Elon Musk: “Anyone relying on lidar is doomed.” Experts: Maybe not

Lots of companies are working to develop self-driving cars. And almost all of them use lidar, a type of sensor that uses lasers to build a three-dimensional map of the world around the car.

But Tesla CEO Elon Musk argues that these companies are making a big mistake.

“They’re all going to dump lidar,” Elon Musk said at an April event showcasing Tesla’s self-driving technology.

“Anyone relying on lidar is doomed.”

“Lidar is really a shortcut,” added Tesla AI guru Andrej Karpathy. “It sidesteps the fundamental problems of visual recognition that is necessary for autonomy. It gives a false sense of progress, and is ultimately a crutch.”

In recent weeks I asked a number of experts about these claims. And I encountered a lot of skepticism.

“In a sense all of these sensors are crutches,” argued Greg McGuire, a researcher at MCity, the University of Michigan’s testing ground for autonomous vehicles. “That’s what we build, as engineers, as a society—we build crutches.”

Self-driving cars are going to need to be extremely safe and reliable to be accepted by society, McGuire said. And a key principle for high reliability is redundancy. Any single sensor will fail eventually. Using several different types of sensors makes it less likely that a single sensor’s failure will lead to disaster.

“Once you get out into the real world, and get beyond ideal conditions, there’s so much variability,” argues industry analyst (and former automotive engineer) Sam Abuelsamid. “It’s theoretically possible that you can do it with cameras alone, but to really have the confidence that the system is seeing what it thinks it’s seeing, it’s better to have other orthogonal sensing modes”—sensing modes like lidar.

Camera-only algorithms can work surprisingly well

On April 22, the same day Tesla held its autonomy event, a trio of Cornell researchers published a research paper that offered some support for Musk’s claims about lidar. Using nothing but stereo cameras, the computer scientists achieved breakthrough results on KITTI, a popular image recognition benchmark for self-driving systems. Their new technique produced results far superior to previously published camera-only results—and not far behind results that combined camera and lidar data.

Unfortunately, media coverage of the Cornell paper created confusion about what the researchers had actually found. Gizmodo’s writeup, for example, suggested the paper was about where cameras are mounted on a vehicle—a topic that wasn’t even mentioned in the paper. (Gizmodo re-wrote the article after researchers contacted them.)

To understand what the paper actually showed, we need a bit of background about how software converts raw camera images into a labeled three-dimensional model of a car’s surroundings. In the KITTI benchmark, an algorithm is considered a success if it can accurately place a three-dimensional bounding box around each object in a scene.

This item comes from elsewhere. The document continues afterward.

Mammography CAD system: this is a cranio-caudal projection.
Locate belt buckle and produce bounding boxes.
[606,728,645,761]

Software typically tackles this problem in two steps. First, the images are run through an algorithm that assigns a distance estimate to each pixel. This can be done using a pair of cameras and the parallax effect. Researchers have also developed techniques to estimate pixel distances using a single camera. In either case, a second algorithm uses depth estimates to group pixels together into discrete objects, like cars, pedestrians, or cyclists.

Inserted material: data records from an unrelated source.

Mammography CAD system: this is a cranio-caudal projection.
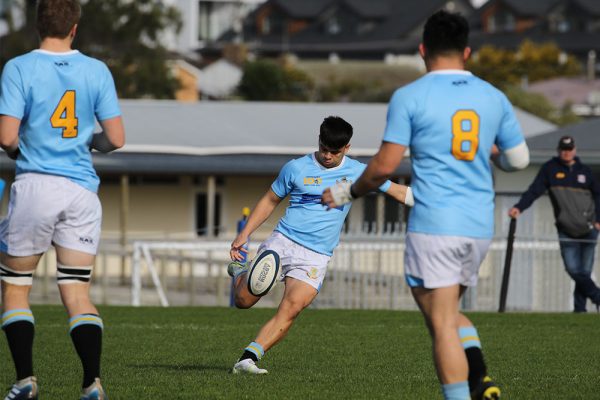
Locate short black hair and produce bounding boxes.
[319,116,352,150]
[423,10,469,57]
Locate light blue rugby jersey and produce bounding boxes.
[383,70,525,238]
[271,153,391,256]
[0,50,121,192]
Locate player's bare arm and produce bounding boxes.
[492,142,529,172]
[0,115,21,160]
[385,182,414,206]
[229,189,283,261]
[321,142,406,208]
[91,116,125,153]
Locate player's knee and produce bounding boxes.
[0,264,35,290]
[56,263,92,286]
[280,299,307,319]
[233,293,256,309]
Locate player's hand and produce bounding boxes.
[321,181,354,209]
[229,234,248,261]
[508,207,521,218]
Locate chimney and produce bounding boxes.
[587,50,596,81]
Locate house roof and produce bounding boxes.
[269,0,336,18]
[571,0,600,15]
[0,100,555,175]
[345,0,392,18]
[481,0,562,17]
[527,118,600,165]
[469,31,600,54]
[527,77,600,108]
[219,0,474,57]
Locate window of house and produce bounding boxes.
[198,1,214,40]
[261,17,271,35]
[362,193,403,234]
[325,15,342,35]
[356,21,376,35]
[196,193,224,236]
[487,15,496,33]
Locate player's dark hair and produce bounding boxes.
[423,10,469,57]
[36,0,81,39]
[319,116,352,149]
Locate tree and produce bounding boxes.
[238,60,314,101]
[0,0,181,99]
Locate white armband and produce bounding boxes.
[494,142,529,172]
[404,186,415,207]
[90,131,117,153]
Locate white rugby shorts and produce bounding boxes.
[257,231,331,291]
[404,232,492,289]
[0,173,102,257]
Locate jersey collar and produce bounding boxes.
[33,49,79,56]
[310,152,346,171]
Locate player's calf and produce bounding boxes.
[471,376,500,400]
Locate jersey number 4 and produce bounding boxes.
[452,110,479,161]
[50,90,78,138]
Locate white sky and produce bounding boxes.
[471,0,487,7]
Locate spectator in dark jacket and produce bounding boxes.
[508,136,600,312]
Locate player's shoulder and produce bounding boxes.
[471,75,508,100]
[392,74,431,98]
[344,156,366,168]
[282,154,313,172]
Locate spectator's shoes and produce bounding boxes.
[227,261,248,278]
[79,378,108,400]
[4,376,38,400]
[471,376,500,400]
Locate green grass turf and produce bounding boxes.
[0,306,600,400]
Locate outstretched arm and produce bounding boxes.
[0,115,21,160]
[321,142,406,208]
[90,117,125,153]
[229,189,283,261]
[385,182,415,207]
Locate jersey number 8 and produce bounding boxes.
[50,90,78,139]
[452,110,479,161]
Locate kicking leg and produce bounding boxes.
[458,314,500,400]
[233,269,260,308]
[412,285,470,400]
[233,278,318,374]
[0,253,41,399]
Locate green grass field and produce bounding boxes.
[0,306,600,400]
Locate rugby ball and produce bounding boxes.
[248,250,280,297]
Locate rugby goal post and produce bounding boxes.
[498,218,517,312]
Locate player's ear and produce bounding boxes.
[419,43,427,59]
[69,24,77,40]
[463,47,471,61]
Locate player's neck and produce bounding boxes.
[40,37,73,53]
[427,57,465,72]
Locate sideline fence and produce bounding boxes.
[21,236,600,312]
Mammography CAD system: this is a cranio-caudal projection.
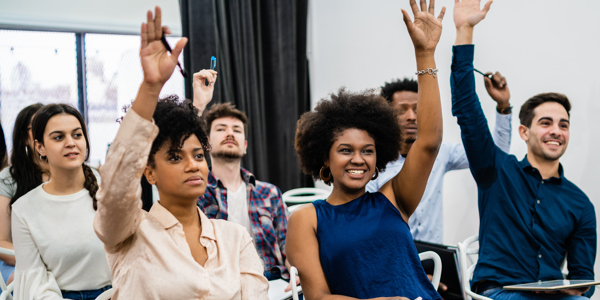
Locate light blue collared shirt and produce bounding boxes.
[367,113,512,244]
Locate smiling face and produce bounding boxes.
[144,134,208,201]
[392,91,418,144]
[35,113,87,169]
[325,128,377,193]
[209,117,248,159]
[519,102,569,161]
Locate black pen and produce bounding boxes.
[160,32,187,78]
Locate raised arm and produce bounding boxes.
[193,70,217,116]
[380,0,446,220]
[94,7,187,251]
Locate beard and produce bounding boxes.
[211,150,244,161]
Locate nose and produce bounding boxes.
[406,108,417,122]
[184,155,200,173]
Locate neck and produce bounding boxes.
[44,167,85,195]
[210,156,243,189]
[327,184,365,205]
[527,150,560,179]
[159,199,200,227]
[400,141,413,157]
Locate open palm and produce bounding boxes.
[140,7,187,84]
[454,0,492,28]
[402,0,446,51]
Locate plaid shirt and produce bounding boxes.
[198,168,289,278]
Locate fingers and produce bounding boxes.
[402,8,415,32]
[429,0,435,16]
[432,6,446,22]
[146,11,156,44]
[410,0,419,15]
[171,38,187,64]
[154,6,163,40]
[140,23,148,49]
[481,0,494,14]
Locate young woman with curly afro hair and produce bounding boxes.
[286,0,445,300]
[94,7,269,300]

“You could close the gap significantly”

“Our approach achieves impressive improvements over the existing state-of-the-art in image-based performance,” they wrote. In one version of the KITTI benchmark (“hard” 3-D detection with an IoU of 0.5), for example, the previous best result for camera-only data was an accuracy of 30%. The Cornell team managed to boost this to 66%.

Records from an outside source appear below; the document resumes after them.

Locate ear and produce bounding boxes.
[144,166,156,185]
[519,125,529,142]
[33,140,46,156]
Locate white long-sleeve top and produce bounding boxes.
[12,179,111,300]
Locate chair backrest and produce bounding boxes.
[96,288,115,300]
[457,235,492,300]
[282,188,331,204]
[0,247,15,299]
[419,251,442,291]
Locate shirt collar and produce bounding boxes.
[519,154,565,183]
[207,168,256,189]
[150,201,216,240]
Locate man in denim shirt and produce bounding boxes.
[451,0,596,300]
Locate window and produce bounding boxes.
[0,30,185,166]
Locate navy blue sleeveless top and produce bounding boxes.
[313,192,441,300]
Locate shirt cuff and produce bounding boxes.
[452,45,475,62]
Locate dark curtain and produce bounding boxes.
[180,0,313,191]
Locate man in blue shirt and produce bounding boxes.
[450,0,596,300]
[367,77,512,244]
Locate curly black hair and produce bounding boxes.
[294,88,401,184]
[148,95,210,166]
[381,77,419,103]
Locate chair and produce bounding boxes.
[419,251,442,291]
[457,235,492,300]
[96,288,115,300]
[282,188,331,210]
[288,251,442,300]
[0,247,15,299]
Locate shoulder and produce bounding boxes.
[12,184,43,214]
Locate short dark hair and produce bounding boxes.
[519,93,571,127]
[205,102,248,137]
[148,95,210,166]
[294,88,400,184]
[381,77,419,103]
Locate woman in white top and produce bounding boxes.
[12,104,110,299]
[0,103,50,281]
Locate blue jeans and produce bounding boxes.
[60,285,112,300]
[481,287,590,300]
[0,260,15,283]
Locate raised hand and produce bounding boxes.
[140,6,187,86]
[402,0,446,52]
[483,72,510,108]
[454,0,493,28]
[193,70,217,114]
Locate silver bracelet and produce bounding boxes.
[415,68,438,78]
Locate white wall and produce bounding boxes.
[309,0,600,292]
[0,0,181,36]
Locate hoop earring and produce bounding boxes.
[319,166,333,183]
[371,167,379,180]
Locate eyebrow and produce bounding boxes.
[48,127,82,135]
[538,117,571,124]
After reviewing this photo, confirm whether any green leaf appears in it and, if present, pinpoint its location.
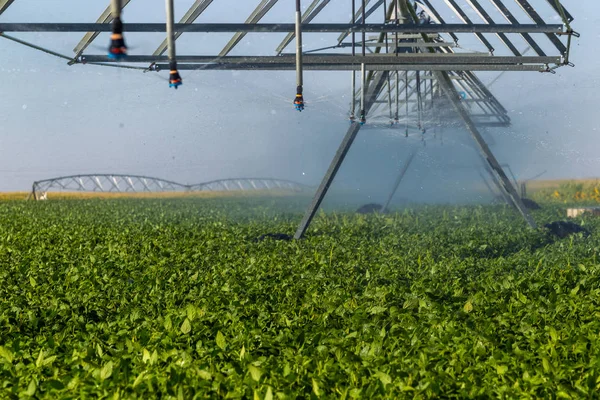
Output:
[375,371,392,386]
[496,365,508,375]
[198,369,212,381]
[133,371,146,388]
[265,386,273,400]
[185,304,196,322]
[45,379,65,390]
[25,379,37,396]
[100,361,113,381]
[542,357,550,372]
[548,326,558,342]
[35,350,44,368]
[571,285,579,296]
[0,346,15,363]
[180,318,192,335]
[311,378,321,397]
[216,331,226,351]
[142,349,150,364]
[240,345,246,361]
[248,364,262,382]
[369,306,387,314]
[42,356,56,366]
[150,349,158,365]
[463,300,474,313]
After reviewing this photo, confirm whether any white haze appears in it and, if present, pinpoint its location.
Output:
[0,0,600,206]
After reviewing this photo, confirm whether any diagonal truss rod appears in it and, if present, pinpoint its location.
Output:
[294,71,389,239]
[275,0,331,55]
[465,0,521,56]
[434,71,537,229]
[152,0,213,56]
[71,0,131,64]
[444,0,494,53]
[0,0,15,15]
[490,0,546,56]
[515,0,567,55]
[219,0,278,57]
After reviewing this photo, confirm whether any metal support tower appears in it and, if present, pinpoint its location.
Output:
[0,0,578,238]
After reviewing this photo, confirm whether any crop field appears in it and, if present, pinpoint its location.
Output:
[0,198,600,399]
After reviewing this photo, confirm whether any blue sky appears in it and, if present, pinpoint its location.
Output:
[0,0,600,199]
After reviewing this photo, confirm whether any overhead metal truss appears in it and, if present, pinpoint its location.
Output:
[0,0,578,238]
[30,174,308,199]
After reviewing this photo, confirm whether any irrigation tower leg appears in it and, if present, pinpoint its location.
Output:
[381,150,417,213]
[434,71,537,229]
[294,122,360,239]
[294,71,389,239]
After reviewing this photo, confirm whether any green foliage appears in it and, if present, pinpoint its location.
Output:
[0,199,600,399]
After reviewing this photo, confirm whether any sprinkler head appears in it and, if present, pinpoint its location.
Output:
[108,18,127,60]
[169,68,183,89]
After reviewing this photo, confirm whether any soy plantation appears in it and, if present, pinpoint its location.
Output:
[0,198,600,399]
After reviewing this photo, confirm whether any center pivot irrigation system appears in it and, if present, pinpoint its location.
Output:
[0,0,579,239]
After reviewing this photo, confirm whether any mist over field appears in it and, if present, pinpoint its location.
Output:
[0,0,600,202]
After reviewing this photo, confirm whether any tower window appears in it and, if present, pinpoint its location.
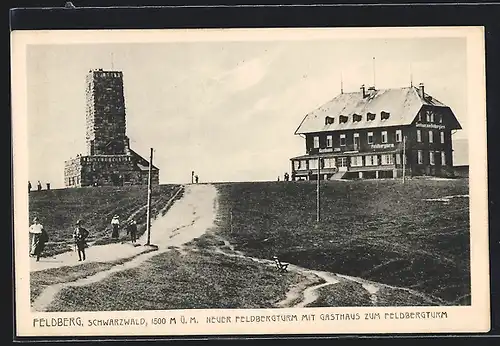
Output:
[340,134,346,146]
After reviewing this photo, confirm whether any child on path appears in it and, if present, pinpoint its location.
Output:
[73,220,89,261]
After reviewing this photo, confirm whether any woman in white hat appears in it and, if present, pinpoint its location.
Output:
[111,215,120,239]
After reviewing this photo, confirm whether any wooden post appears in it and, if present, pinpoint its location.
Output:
[316,157,321,222]
[401,136,406,184]
[146,148,153,245]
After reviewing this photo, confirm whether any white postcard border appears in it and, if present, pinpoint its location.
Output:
[11,27,490,336]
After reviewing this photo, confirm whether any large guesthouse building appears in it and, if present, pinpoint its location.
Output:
[291,84,461,180]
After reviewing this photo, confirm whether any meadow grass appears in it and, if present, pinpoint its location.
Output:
[48,251,300,311]
[217,179,470,304]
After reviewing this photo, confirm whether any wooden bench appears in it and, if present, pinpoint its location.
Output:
[273,256,288,273]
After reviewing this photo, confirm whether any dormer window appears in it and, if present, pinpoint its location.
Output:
[380,111,390,120]
[339,115,349,124]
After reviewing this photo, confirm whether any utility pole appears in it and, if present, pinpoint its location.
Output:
[401,136,406,184]
[146,148,153,245]
[316,157,321,222]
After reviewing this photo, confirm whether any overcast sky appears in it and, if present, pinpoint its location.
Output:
[27,38,467,187]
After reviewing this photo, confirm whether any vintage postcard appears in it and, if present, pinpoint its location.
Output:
[12,27,490,336]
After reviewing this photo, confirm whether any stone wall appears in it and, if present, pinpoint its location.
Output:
[86,70,128,155]
[64,155,159,187]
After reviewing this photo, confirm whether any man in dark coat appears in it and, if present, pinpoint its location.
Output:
[73,220,89,261]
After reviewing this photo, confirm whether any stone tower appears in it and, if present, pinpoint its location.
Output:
[86,69,129,155]
[64,69,159,187]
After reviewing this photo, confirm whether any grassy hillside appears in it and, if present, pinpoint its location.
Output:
[29,185,183,256]
[48,247,300,311]
[213,179,470,304]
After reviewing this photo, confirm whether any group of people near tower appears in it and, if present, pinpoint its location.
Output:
[29,215,137,262]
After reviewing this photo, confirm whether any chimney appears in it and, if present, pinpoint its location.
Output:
[418,83,425,98]
[359,84,366,98]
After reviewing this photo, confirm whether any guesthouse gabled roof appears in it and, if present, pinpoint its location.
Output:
[295,87,461,134]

In other words, one reason that cameras plus lidar performed better than cameras alone had nothing to do with the superior accuracy of lidar’s distance measurements. Rather, it was because the “native” data format produced by lidar happened to be easier for machine-learning algorithms to work with.

“What we showed in our paper is you could close the gap significantly” by converting camera-based data into a lidar-style point cloud, said Kilian Weinberger, a co-author of the Cornell paper, in a phone interview.

Still, Weinberger acknowledged, “there’s still a fair margin between lidar and non-lidar.” We mentioned before that the Cornell team achieved 66% accuracy on one version of the KITTI benchmark. Using the same algorithm on actual lidar point cloud data produced an accuracy of 86%.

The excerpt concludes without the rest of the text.